The head of security said the school wasn’t trying to be uncooperative, but merely that there had been death threats against the superintendent.

“We just get nervous,” he told the auditor. “Not that we have anything to hide.”

Pretty intimidating–but also illustrative of the delays, obfuscations, and intimidation tactics used by AACPS when the public seeks to gather compensation data about school employees that the law says the public has a right to see but AACPS would prefer you not know.

To be fair, the “signing bonus” described here is primarily paid for by the state of Maryland, not Prince George’s County, so from the perspective of Prince George’s County, the signing bonus doesn’t affect its own bottom line.  But from the perspective of the person who receives the bonus (Kevin Maxwell) and the taxpayers of Maryland who pay for it, it is as real as the sun, the moon, and the earth, even if actual payment may be deferred to our children.

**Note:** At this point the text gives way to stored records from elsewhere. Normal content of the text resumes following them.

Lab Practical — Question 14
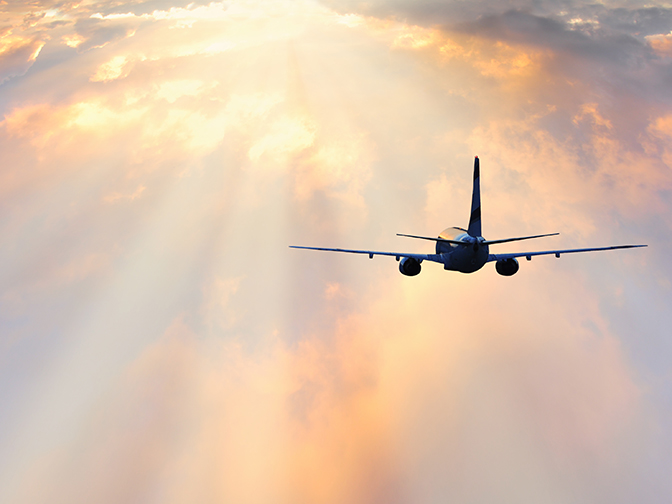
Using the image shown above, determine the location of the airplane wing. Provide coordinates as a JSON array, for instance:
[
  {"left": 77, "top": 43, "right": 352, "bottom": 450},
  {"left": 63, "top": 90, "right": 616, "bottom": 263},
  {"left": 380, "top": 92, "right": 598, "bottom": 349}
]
[
  {"left": 289, "top": 245, "right": 443, "bottom": 263},
  {"left": 487, "top": 245, "right": 646, "bottom": 262}
]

Maryland taxpayers will also get a hit if, as expected, AACPS hires a Maryland government employee who will get a big bump in final salary as a reward for becoming incoming superintendent.  My guess is that Maxwell’s move to Prince George’s County may well cost Maryland taxpayers over $2 million in total “signing bonuses,” even though the combined nominal increase in cash compensation from Prince George’s County and AACPS is likely to be well under 10% of that for the coming school year.

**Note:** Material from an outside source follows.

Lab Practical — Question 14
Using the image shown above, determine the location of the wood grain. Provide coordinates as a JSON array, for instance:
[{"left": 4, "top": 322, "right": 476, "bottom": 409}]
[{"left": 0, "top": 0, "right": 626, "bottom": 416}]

Note that Maryland’s General Assembly has signaled its intent to shift pension obligations to local school districts, so Prince George’s and Anne Arundel counties may end up paying for these increases in deferred compensation.  Shifting pensions locally avoids “moral hazard,” where a party has an incentive to engage in a transaction because it is protected from its likely costly consequences.  AACPS has been a master at practicing and hiding such moral hazard.  But when you think someone else will be the sucker and you end up as the sucker yourself, it gives “moral hazard” a whole new dimension: moral hazard as wishful thinking.

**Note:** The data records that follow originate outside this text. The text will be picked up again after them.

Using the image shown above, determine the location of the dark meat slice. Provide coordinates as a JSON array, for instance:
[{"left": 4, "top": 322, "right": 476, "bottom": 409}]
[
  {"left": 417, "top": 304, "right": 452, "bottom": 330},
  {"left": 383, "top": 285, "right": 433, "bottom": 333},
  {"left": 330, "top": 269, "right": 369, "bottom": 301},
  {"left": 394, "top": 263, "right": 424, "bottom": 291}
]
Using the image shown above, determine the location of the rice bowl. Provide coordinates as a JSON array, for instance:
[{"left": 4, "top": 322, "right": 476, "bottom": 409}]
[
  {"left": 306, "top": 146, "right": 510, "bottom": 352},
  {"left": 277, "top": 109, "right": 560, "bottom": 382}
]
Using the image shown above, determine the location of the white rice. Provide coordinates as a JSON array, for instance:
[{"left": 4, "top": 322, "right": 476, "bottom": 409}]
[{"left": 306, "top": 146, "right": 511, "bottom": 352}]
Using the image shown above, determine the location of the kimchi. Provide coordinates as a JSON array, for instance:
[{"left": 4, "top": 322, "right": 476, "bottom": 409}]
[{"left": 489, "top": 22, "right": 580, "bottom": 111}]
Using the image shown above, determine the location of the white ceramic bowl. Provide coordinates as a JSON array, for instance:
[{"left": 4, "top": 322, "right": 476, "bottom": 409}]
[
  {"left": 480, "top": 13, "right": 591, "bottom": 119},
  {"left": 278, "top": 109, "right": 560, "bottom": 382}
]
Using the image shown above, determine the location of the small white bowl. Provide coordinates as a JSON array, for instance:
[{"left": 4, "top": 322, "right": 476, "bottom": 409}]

Outrage over Maxwell’s Sick Leave Bonus

In 2010, the teachers’ union in Anne Arundel County publicized outrage over the Board of Education granting Maxwell $257,000 in cash for unused sick leave, bringing his total salary for that year to over half a million dollars—approximately four times what the County Executive earned that year.  The publicity spurred the General Assembly to introduce legislation to prevent such embarrassments in the future.  But I was dumbfounded at all the professed surprise.  Anyone who had read Maxwell’s contract would have known he was entitled to cash out his sick leave.  Taken at face value, it suggested to me that people on the inside who one would expect to know better were as dependent as reporters and the public on the press releases that the school system hands out in lieu of copies of actual contracts and compensation data.  Or perhaps the insiders knew all along and just waited for an opportune moment to publicize the information.

Recommendations

To minimize the type of compensation shenanigans that have become routine with AACPS, all Board of Education compensation agreements with the superintendent–as well as employee groups–should be posted online next to the agenda item for the public meeting at which the Board of Education votes on them.  If that is asking too much (AACPS as a whole has strongly opposed doing this), the Board of Education should at least make such agreements easily accessible online immediately after it has voted on such contracts and before the press (which has the attention span of a kitten) has moved on to its next story.  To my knowledge, this is the Board of Education’s current policy.  The problem has been getting it to follow it.

In addition, individual level compensation information that is legally public (but with names redacted) should be posted online in a machine-readable format (e.g., in a format readable by an Excel spreadsheet).  Anne Arundel citizens spent millions of dollars so AACPS could upgrade its payroll system with the latest computer software.  It should be viewed as laughable for AACPS to continue to pretend it lives in the dark ages when seeking excuses for not making such information publicly available.